40. Data does not have feelings
I’m a weird guy, I’m totally outside of the center of the gauss curve. Because of that I usually need to speak to people on the phone to explain some things because automatic systems consider I’m a high risk kind of person.
To be honest, that’s a small problem compared with people being rejected in job applications, having issues with access to basic stuff like a doctor or credit just because their religion, skin tone, gender and many other personal things.
I feel shame of our industry when I see how privacy is not by default, how we code recommendation systems that optimize reveneu at all costs rather than trying to show the best content. Don’t want to mention when we try to modify what poeple vote spreading hate and lies.
I’ve been really lucky of working in companies like CARTO where they didn’t work with oil&gas indsutry or military or BBVA where protecting user data was in the company culture. I love how wikipedia works with user data and I think this is the way.

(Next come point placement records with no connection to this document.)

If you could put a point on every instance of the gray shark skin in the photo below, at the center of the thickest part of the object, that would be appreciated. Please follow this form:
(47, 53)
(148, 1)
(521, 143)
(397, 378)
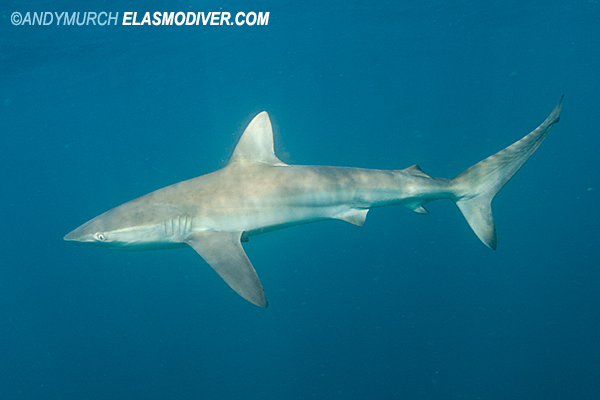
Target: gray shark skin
(256, 193)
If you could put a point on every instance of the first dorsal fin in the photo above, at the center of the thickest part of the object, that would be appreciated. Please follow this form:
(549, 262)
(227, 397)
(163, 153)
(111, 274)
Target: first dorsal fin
(256, 143)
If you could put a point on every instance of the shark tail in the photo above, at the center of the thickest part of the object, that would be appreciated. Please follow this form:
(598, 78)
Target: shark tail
(475, 188)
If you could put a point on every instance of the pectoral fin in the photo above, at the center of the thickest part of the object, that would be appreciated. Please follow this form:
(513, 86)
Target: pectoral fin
(224, 253)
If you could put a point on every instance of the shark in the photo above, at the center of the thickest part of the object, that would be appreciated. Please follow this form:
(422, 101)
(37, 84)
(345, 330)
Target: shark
(256, 193)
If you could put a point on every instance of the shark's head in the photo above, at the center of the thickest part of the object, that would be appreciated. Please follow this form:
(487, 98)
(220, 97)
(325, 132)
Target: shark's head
(136, 225)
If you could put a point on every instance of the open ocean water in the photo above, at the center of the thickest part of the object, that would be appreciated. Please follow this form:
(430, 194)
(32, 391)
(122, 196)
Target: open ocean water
(407, 306)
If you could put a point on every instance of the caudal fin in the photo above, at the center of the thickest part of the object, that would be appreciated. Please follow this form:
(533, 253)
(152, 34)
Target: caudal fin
(475, 188)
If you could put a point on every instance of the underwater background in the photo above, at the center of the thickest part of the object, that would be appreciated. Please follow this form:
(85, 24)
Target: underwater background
(408, 306)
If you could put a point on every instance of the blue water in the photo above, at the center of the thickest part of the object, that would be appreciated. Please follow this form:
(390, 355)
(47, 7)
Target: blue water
(407, 307)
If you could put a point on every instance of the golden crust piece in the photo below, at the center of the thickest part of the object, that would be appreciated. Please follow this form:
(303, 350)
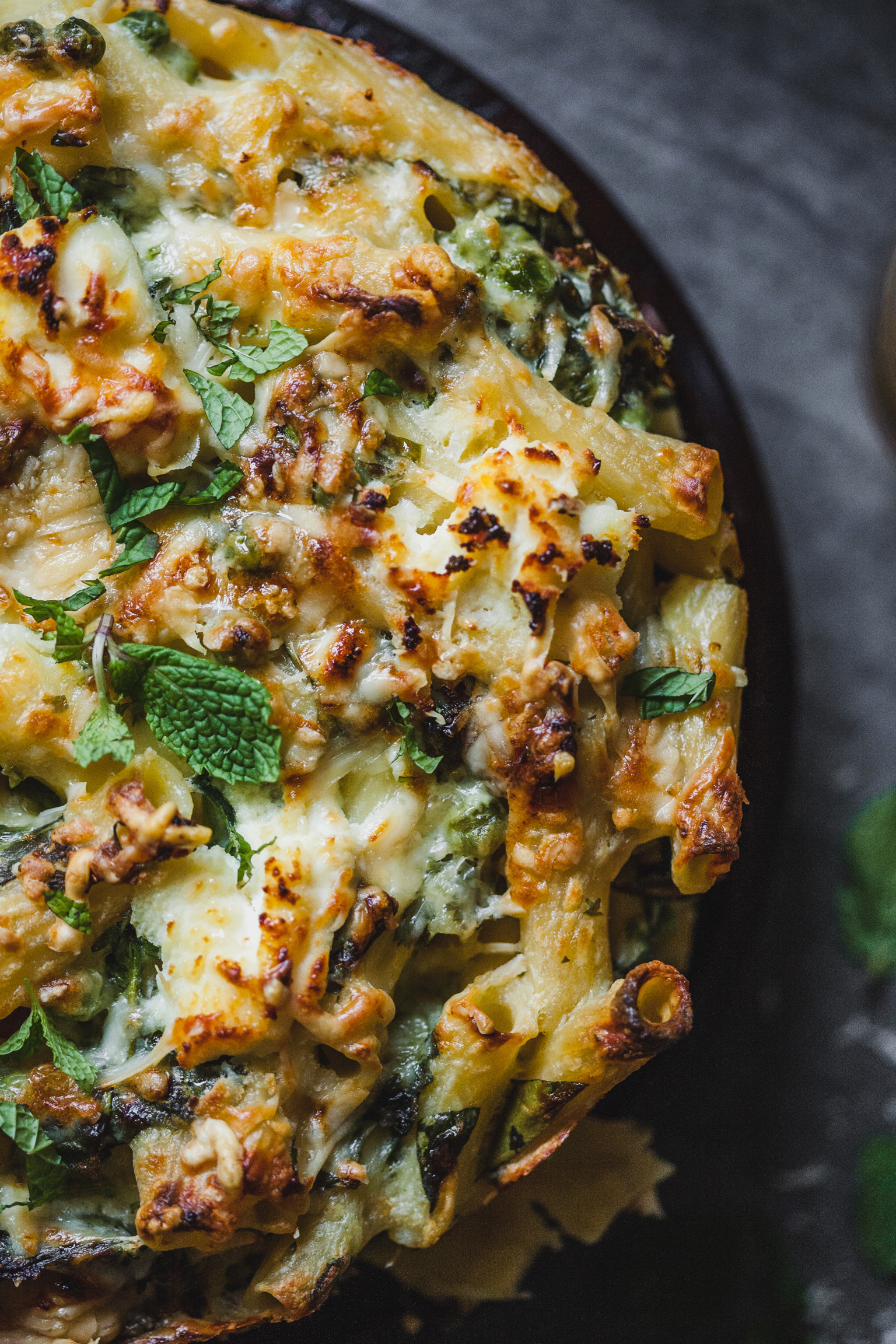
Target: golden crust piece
(309, 381)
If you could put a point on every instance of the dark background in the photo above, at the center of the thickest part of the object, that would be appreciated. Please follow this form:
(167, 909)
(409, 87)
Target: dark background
(752, 144)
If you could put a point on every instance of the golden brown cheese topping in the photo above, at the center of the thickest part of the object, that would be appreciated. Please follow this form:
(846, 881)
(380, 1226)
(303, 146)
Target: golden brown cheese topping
(373, 651)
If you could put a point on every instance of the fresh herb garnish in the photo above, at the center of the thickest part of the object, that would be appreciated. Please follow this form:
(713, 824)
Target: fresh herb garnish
(16, 842)
(76, 913)
(69, 635)
(380, 385)
(214, 717)
(45, 1168)
(247, 362)
(184, 295)
(125, 505)
(228, 413)
(128, 957)
(222, 819)
(876, 1209)
(668, 690)
(55, 197)
(38, 1030)
(402, 717)
(105, 733)
(867, 900)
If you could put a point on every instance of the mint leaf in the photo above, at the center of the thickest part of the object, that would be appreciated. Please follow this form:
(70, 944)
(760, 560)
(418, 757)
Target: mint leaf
(45, 1168)
(143, 499)
(140, 545)
(23, 201)
(46, 1175)
(26, 1040)
(16, 842)
(402, 717)
(222, 819)
(55, 192)
(214, 717)
(284, 346)
(867, 900)
(668, 690)
(228, 413)
(65, 1055)
(69, 636)
(76, 913)
(184, 293)
(105, 733)
(380, 385)
(876, 1206)
(226, 478)
(216, 319)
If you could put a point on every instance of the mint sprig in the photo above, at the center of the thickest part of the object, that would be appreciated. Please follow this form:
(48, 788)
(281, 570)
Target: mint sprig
(184, 295)
(668, 690)
(228, 413)
(69, 636)
(38, 1030)
(249, 362)
(214, 717)
(105, 733)
(401, 715)
(45, 1168)
(76, 913)
(125, 503)
(222, 819)
(55, 197)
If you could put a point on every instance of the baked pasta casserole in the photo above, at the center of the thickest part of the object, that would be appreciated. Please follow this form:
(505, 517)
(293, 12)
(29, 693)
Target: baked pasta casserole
(371, 657)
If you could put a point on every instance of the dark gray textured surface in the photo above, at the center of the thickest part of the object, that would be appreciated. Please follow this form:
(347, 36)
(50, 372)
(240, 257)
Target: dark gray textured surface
(754, 145)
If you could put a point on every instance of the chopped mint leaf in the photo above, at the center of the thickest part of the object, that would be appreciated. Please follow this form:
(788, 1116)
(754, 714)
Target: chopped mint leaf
(26, 1040)
(55, 192)
(69, 636)
(141, 501)
(222, 819)
(76, 913)
(867, 900)
(228, 413)
(45, 1168)
(668, 690)
(214, 717)
(225, 479)
(23, 201)
(216, 320)
(65, 1055)
(380, 385)
(105, 733)
(402, 717)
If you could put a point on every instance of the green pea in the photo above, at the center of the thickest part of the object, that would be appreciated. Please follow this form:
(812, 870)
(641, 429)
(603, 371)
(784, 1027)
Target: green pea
(24, 41)
(147, 27)
(77, 43)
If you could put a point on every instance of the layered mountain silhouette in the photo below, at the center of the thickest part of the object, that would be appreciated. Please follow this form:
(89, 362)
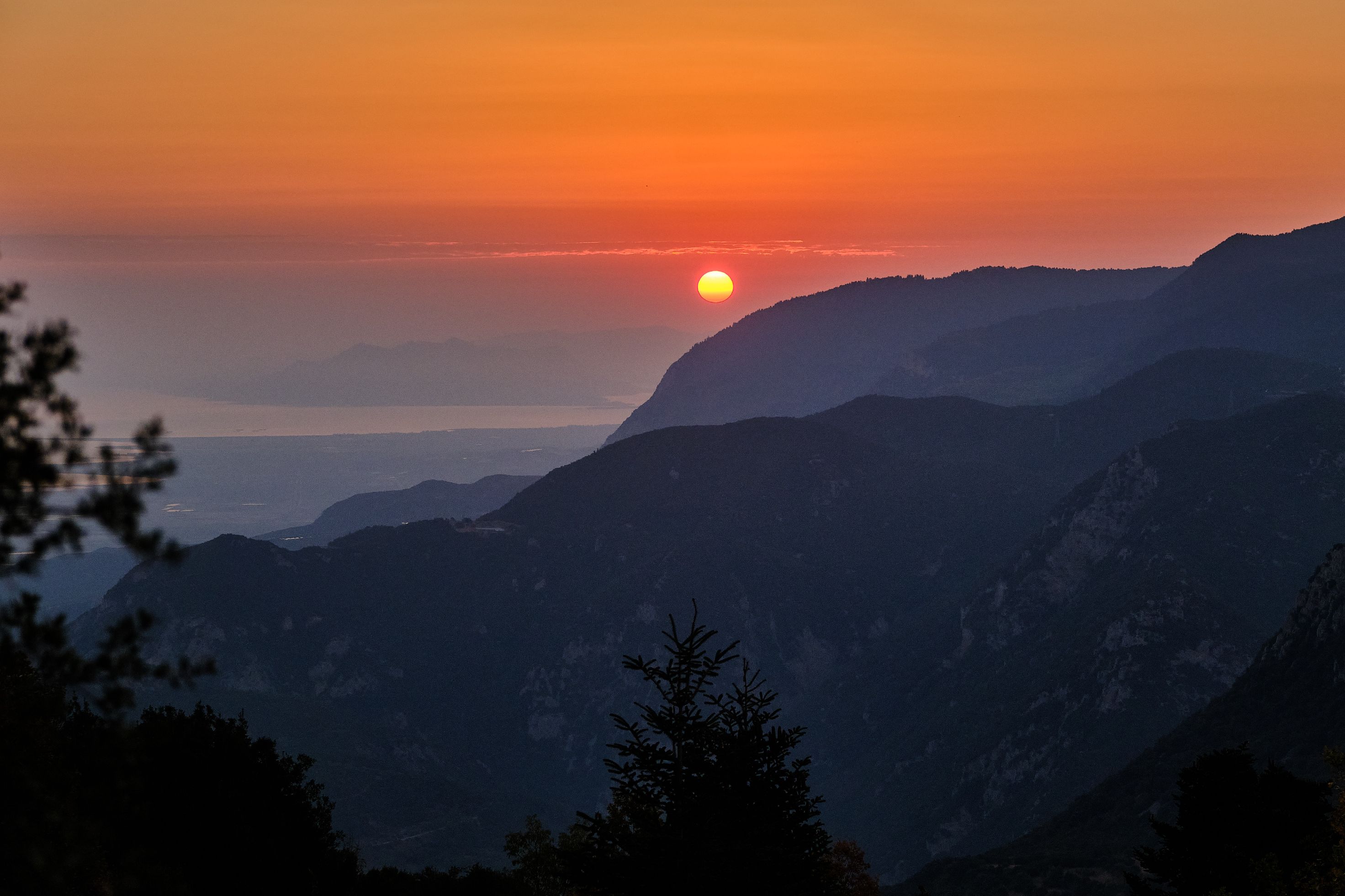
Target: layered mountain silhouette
(431, 500)
(1144, 595)
(817, 352)
(452, 679)
(524, 369)
(1286, 708)
(1282, 294)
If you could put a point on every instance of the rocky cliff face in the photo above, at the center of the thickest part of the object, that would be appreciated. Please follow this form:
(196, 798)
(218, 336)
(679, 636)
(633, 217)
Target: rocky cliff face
(451, 681)
(1286, 707)
(1145, 595)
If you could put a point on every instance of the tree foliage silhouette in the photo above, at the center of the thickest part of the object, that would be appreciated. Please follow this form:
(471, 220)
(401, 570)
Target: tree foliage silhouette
(50, 489)
(708, 796)
(1239, 832)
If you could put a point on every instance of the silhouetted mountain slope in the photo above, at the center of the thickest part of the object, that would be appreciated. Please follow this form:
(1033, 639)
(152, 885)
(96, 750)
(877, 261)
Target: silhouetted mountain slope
(1282, 294)
(815, 352)
(448, 676)
(73, 583)
(1286, 707)
(1071, 442)
(431, 500)
(1145, 595)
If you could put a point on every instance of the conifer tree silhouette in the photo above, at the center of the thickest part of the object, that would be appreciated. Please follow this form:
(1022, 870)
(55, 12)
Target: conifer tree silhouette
(707, 796)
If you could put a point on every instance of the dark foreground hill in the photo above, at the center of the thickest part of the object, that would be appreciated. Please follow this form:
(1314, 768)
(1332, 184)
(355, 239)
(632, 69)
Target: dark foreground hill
(431, 500)
(452, 680)
(1282, 294)
(1286, 707)
(817, 352)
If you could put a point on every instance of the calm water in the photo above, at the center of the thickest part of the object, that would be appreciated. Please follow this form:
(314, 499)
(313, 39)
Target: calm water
(116, 412)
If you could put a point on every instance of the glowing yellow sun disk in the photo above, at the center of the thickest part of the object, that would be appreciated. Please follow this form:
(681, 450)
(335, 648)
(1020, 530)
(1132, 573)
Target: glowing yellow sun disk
(715, 287)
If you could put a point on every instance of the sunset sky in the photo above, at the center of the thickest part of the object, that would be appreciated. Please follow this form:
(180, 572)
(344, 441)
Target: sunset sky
(290, 177)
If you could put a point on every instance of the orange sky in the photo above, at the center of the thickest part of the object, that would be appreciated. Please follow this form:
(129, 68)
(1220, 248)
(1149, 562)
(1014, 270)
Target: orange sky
(140, 115)
(930, 135)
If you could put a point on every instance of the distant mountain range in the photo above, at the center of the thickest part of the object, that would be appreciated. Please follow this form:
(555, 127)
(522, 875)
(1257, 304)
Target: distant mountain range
(431, 500)
(525, 369)
(811, 353)
(452, 681)
(1284, 294)
(1286, 708)
(1011, 337)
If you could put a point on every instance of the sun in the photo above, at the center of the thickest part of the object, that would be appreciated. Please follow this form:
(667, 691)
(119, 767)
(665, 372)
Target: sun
(715, 287)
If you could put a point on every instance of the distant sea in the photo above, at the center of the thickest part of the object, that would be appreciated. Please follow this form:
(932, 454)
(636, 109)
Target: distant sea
(116, 412)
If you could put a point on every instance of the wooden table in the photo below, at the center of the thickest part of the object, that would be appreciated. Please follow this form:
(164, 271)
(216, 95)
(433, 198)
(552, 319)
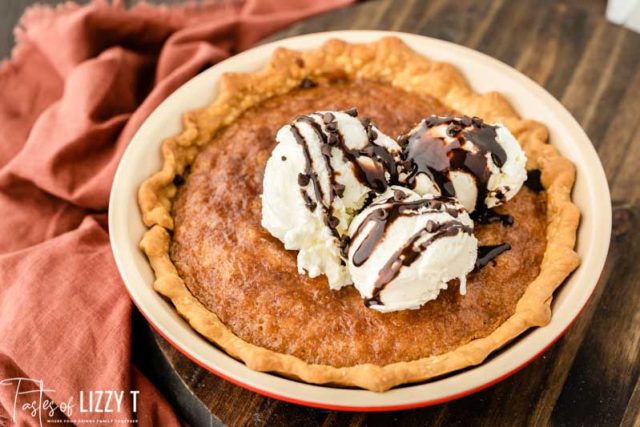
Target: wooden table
(590, 376)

We, as developer, data engineers, data scientist, product managers and in the end, people, should be respectful and treat user data as it was any other personal belonging and avoid cacusing any harm because we decided to get every single fucking penny.
“We just code, it’s not our fault”, yes, it is.
Remember, behing all of those bytes there are people, and data does not have feelings but people do, so sometimes we just need to keep the data out and just listen and watch with our human eyes.
Thanks everybody for reading so far, I hope you enjoyed this as much I did writing it.